Texture themselves can't cause any bleeding, it's the conflict between the altitude of ground *polygons* that use those textures that can create the problem. In FSX, removing a texture will make an object disappear so, one might have the wrong impression of having fixed the problem, but it lost the object as well.
An altitude conflict might be created by:
- Another afcad that is still active
- Another mesh that has been put on top of Ohare. The scenery has an embedded native FSX flatten to prevent this so, if it stays on top, it will be able to flatten all terrain elevation underneath, without any need to provide a custom mesh.
- Another scenery with ground polygons. If a scenery range was badly programmed, even a scenery on the other side of the world might create issues at KORD.
- Video card with not enough z-buffer precision. z-buffer settings usually can only tweaked using tweakers.
I would like to point out that I'm still unable to reproduce this problem, even by playing with FSX settings, there's absolutely no bleeding or visible flickering.

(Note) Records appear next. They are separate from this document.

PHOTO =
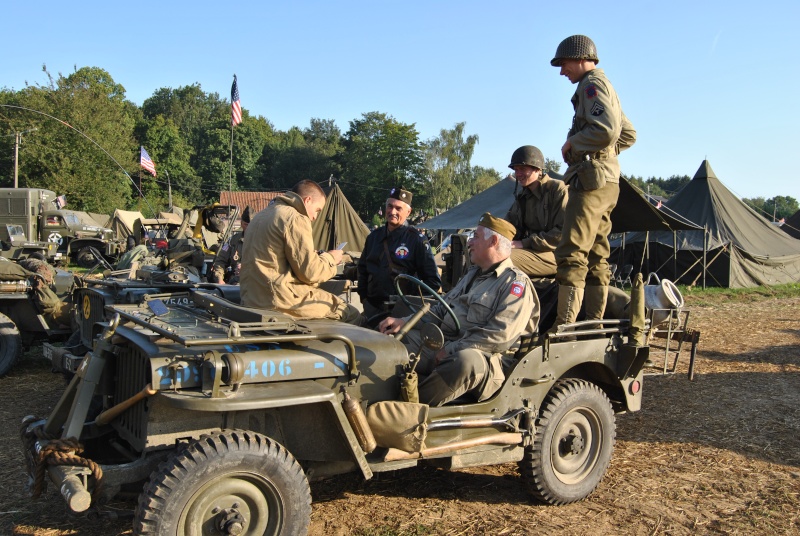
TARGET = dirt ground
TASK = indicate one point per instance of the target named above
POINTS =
(719, 455)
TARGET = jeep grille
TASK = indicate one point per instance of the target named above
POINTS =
(133, 374)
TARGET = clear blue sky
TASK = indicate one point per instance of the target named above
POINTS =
(698, 79)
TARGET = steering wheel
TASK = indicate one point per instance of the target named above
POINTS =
(414, 307)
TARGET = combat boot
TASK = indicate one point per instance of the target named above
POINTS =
(569, 303)
(594, 299)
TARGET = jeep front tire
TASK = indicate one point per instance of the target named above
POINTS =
(234, 482)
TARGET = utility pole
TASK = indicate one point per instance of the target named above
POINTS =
(17, 141)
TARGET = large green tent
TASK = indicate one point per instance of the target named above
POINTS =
(738, 247)
(338, 222)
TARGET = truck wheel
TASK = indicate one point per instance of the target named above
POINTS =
(85, 258)
(234, 482)
(573, 443)
(10, 344)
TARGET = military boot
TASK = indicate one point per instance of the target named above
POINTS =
(594, 300)
(569, 303)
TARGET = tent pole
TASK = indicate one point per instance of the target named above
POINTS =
(675, 255)
(705, 253)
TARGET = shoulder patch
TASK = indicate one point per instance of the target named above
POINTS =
(517, 288)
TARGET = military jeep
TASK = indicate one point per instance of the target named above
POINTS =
(218, 415)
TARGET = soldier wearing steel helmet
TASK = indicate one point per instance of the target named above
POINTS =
(599, 132)
(537, 213)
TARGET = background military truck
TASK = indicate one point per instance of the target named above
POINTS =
(14, 245)
(219, 415)
(41, 215)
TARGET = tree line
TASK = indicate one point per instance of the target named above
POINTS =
(80, 136)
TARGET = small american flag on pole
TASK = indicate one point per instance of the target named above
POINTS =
(236, 104)
(147, 163)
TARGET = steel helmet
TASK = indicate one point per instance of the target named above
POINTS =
(527, 155)
(575, 47)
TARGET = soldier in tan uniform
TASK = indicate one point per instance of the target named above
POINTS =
(495, 304)
(537, 213)
(228, 263)
(281, 270)
(600, 131)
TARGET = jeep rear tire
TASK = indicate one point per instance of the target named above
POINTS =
(234, 482)
(10, 344)
(573, 443)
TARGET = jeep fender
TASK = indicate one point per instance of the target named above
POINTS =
(300, 395)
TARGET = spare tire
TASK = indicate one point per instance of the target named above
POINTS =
(86, 258)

The issue that might happen with XGraphics might be a different one, but it's not really a bleeding, it's more like a see-through. Since they replace default runways textures with their version that, for runways, includes details like tire markings, since we *also* have tire markings, but on a different layer and in much higher resolution, it's possible that you might see both, if KORD is used with XGraphics. But that wouldn't look like a bleeding. And, it should work the opposite as observed, meaning it should only appear with XGraphics enabled.